2011

Four Winds

Space Theatre. Oz Asia Festival - 2 to 3 Sept

An opening show to this year's Japan-in-focus Oz Asia Festival, Four Winds brings together a quartet of well-regarded musicians to present a show that fuses the musical cultures of east and west.

Japan-based collaborators Steve Falk (marimba, percussion) and Andy Bevan (saxophone, flutes, didgeridoo, percussion) are joined onstage by Slava Grigoryan (guitar) and Master Otsuzumi performer Shonosuke Okura.

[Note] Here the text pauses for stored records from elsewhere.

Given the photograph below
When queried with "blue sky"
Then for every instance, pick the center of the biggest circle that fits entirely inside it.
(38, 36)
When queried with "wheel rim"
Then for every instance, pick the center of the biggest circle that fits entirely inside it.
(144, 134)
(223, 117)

The cornucopia of instruments crammed onto the modest dimensions of the Space Theatre gave a hint of the diverse sound about to be experienced.  With Falk 's sizable marimba flanked by Bevan's wind repertoire and Grigoryan's guitars, it whet the appetite and left one intrigued as to what was to come. 

The show’s commencement introduced us to Okura and the Otsuzumi, a traditional Japanese hand drum.  After assembling the instrument from it’s various components, Okura let loose with a powerful vocal, accompanied by sharp, deliberate drum beats that echoed like drops of water hitting an empty bath. 

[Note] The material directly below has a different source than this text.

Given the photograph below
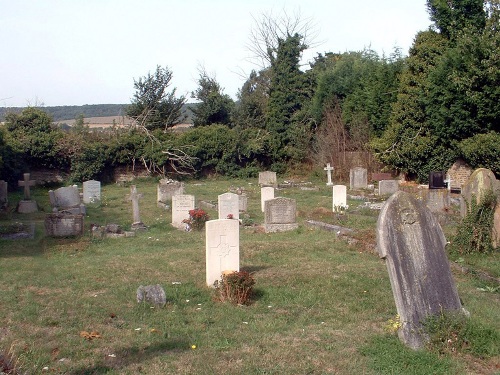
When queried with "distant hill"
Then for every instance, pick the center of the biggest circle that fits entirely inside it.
(70, 112)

Each barehanded slap had its preparation and methodical execution, filled with purpose and intent.  A master practitioner of Noh, a form of classical Japanese musical drama, Okura possesses an intense stage presence that’s enhanced by the drones and sirens of his vocal style.

As a concept that evolved out of a Japanese/Australian convention in Toyko, the show promised to blend the musical culture and stylings of its contributors, but just how successful they were in this is debatable. 

For a large section of the show, the Japanese influence was difficult to detect, particularly when Okura was not onstage.  At this point, the music took on a jazz feel and lost its connection with the east.  Overall, the compositions lacked variance and the use of electric drum pads caused the show to lose some of the earthiness created by the otherwise acoustic nature of the performance.

Perhaps, they simply achieved the desired “fusion” too successfully for this audience member.

There is, however, no doubting the passion and talent of the members of this ensemble.  Bevan demonstrated the breadth of his musical diversity, switching between wind instruments throughout the set, while Grigoryan’s solo piece showed off this guitar virtuoso’s magical fingers. 

Four Winds is an interesting piece that will definitely find its audience, though it won’t hit the mark for all.